# Mean, Median, and Mode

In statistics, we use "measures of central tendency" to find the typical value in a dataset. In basketball, these measures help us understand the typical scoring or playing time for a team.

* **Mean (Average):** The sum of all values divided by the number of values.
* **Median (Middle):** The middle value when all numbers are sorted from lowest to highest.
* **Mode (Most Common):** The value that appears most frequently in the dataset.

We will use the concepts of mean, median, and mode to understand the typical scoring contribution of players on the **Indiana Pacers 2024-2025 season**. We'll focus on **Points Per Game (PTS)**.

In [None]:
import pandas as pd
import plotly.express as px

url = "https://raw.githubusercontent.com/Data-Dunkers/data/refs/heads/main/NBA/team/2024-2025/IND_2024-2025_players.csv"
df = pd.read_csv(url)

# Remove the "Total" row
df = df[df['Name'] != 'Total']

# Display the first few rows
df[['Name', 'PTS']].head()

## Calculating Central Tendency

Let's calculate the Mean, Median, and Mode for the `PTS` column.

In [None]:
mean_pts = df['PTS'].mean()
median_pts = df['PTS'].median()
mode_pts = df['PTS'].mode()[0]  # Take the first mode if there are multiple

print(f"Mean PTS: {mean_pts:.2f}")
print(f"Median PTS: {median_pts:.2f}")
print(f"Mode PTS: {mode_pts:.2f}")

## Visualization

Now, let's create a scatter plot that shows every player and their points per game, along with lines indicating the mean, median, and mode.

In [None]:
fig = px.scatter(df.sort_values("PTS"), x="Name", y="PTS", 
                 title="Indiana Pacers 2024-2025: Points Per Game",
                 labels={"PTS": "Points Per Game (PTS)", "Name": "Player"})
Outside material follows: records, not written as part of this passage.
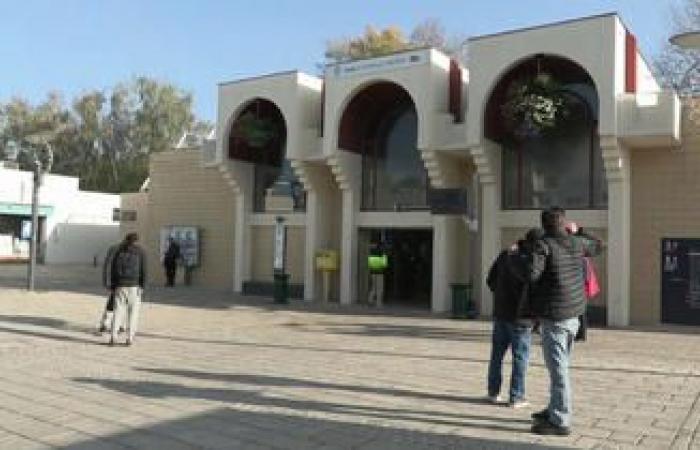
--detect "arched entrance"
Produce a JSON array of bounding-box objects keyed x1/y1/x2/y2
[
  {"x1": 338, "y1": 82, "x2": 432, "y2": 308},
  {"x1": 482, "y1": 54, "x2": 608, "y2": 324},
  {"x1": 228, "y1": 98, "x2": 304, "y2": 212}
]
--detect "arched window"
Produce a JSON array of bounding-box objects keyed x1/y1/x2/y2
[
  {"x1": 338, "y1": 82, "x2": 428, "y2": 211},
  {"x1": 362, "y1": 105, "x2": 427, "y2": 210},
  {"x1": 228, "y1": 99, "x2": 305, "y2": 212},
  {"x1": 485, "y1": 56, "x2": 607, "y2": 209}
]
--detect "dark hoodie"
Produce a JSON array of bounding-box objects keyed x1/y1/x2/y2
[{"x1": 487, "y1": 243, "x2": 534, "y2": 326}]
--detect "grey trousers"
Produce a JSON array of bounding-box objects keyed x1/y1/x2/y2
[{"x1": 111, "y1": 286, "x2": 142, "y2": 341}]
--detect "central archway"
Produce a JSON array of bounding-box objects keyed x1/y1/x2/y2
[
  {"x1": 338, "y1": 82, "x2": 428, "y2": 211},
  {"x1": 484, "y1": 55, "x2": 606, "y2": 210}
]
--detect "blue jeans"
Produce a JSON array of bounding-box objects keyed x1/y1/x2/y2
[
  {"x1": 487, "y1": 320, "x2": 532, "y2": 402},
  {"x1": 541, "y1": 317, "x2": 580, "y2": 428}
]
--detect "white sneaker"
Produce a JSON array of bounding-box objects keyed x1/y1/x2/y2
[
  {"x1": 509, "y1": 399, "x2": 530, "y2": 409},
  {"x1": 487, "y1": 394, "x2": 503, "y2": 404}
]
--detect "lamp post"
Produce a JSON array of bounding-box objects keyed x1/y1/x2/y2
[
  {"x1": 22, "y1": 132, "x2": 54, "y2": 291},
  {"x1": 670, "y1": 31, "x2": 700, "y2": 92}
]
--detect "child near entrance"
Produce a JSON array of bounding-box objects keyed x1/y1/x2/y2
[{"x1": 367, "y1": 241, "x2": 388, "y2": 307}]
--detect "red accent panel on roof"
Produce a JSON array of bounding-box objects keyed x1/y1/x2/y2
[
  {"x1": 449, "y1": 60, "x2": 463, "y2": 123},
  {"x1": 625, "y1": 31, "x2": 637, "y2": 93}
]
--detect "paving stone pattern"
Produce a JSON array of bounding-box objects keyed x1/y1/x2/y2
[{"x1": 0, "y1": 264, "x2": 698, "y2": 449}]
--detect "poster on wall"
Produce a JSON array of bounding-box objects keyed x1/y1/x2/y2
[
  {"x1": 20, "y1": 220, "x2": 32, "y2": 240},
  {"x1": 160, "y1": 226, "x2": 200, "y2": 267},
  {"x1": 661, "y1": 238, "x2": 700, "y2": 325}
]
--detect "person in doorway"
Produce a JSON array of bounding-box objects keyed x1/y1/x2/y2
[
  {"x1": 367, "y1": 241, "x2": 388, "y2": 307},
  {"x1": 96, "y1": 242, "x2": 119, "y2": 334},
  {"x1": 528, "y1": 207, "x2": 602, "y2": 436},
  {"x1": 486, "y1": 228, "x2": 542, "y2": 408},
  {"x1": 163, "y1": 237, "x2": 181, "y2": 287},
  {"x1": 109, "y1": 232, "x2": 146, "y2": 346}
]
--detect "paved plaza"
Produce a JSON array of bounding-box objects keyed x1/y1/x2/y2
[{"x1": 0, "y1": 265, "x2": 698, "y2": 449}]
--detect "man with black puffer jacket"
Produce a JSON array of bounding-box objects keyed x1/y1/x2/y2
[
  {"x1": 529, "y1": 207, "x2": 602, "y2": 436},
  {"x1": 110, "y1": 232, "x2": 146, "y2": 346},
  {"x1": 486, "y1": 227, "x2": 543, "y2": 409}
]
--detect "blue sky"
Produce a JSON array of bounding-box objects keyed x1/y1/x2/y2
[{"x1": 0, "y1": 0, "x2": 680, "y2": 122}]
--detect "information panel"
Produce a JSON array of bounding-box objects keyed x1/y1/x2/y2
[
  {"x1": 661, "y1": 238, "x2": 700, "y2": 325},
  {"x1": 160, "y1": 226, "x2": 200, "y2": 268}
]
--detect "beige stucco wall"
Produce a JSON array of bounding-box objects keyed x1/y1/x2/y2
[
  {"x1": 146, "y1": 150, "x2": 236, "y2": 289},
  {"x1": 630, "y1": 102, "x2": 700, "y2": 325},
  {"x1": 119, "y1": 192, "x2": 149, "y2": 241},
  {"x1": 250, "y1": 225, "x2": 305, "y2": 284}
]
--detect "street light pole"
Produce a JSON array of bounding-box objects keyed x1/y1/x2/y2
[
  {"x1": 24, "y1": 136, "x2": 54, "y2": 291},
  {"x1": 28, "y1": 156, "x2": 41, "y2": 291},
  {"x1": 670, "y1": 31, "x2": 700, "y2": 92}
]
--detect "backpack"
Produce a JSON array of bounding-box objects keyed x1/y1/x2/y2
[{"x1": 113, "y1": 247, "x2": 140, "y2": 283}]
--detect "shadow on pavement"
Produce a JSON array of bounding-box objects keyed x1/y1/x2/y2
[
  {"x1": 57, "y1": 407, "x2": 566, "y2": 450},
  {"x1": 70, "y1": 378, "x2": 543, "y2": 438},
  {"x1": 138, "y1": 368, "x2": 493, "y2": 406},
  {"x1": 283, "y1": 321, "x2": 493, "y2": 342}
]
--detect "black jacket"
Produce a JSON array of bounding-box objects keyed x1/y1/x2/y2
[
  {"x1": 110, "y1": 244, "x2": 146, "y2": 289},
  {"x1": 487, "y1": 248, "x2": 533, "y2": 326},
  {"x1": 529, "y1": 229, "x2": 602, "y2": 321}
]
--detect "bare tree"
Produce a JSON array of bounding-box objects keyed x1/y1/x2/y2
[{"x1": 655, "y1": 0, "x2": 700, "y2": 95}]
# Add horizontal lines for Mean, Median, and Mode
fig.add_hline(y=mean_pts, line_dash="dash", line_color="red", annotation_text=f"Mean: {mean_pts:.1f}", annotation_position="top left")
fig.add_hline(y=median_pts, line_dash="dot", line_color="green", annotation_text=f"Median: {median_pts:.1f}", annotation_position="bottom left")
fig.add_hline(y=mode_pts, line_dash="dot", line_color="orange", annotation_text=f"Mode: {mode_pts:.1f}", annotation_position="top right")

fig.show()

## Reflection Questions

1. Looking at the 'Mean' line, which players score significantly above the team average?
2. Is the median higher or lower than the mean? What does this tell you about the distribution of points on the team?
3. How would a 'superstar' player who scores 35 points per game affect the mean? How would this affect the median?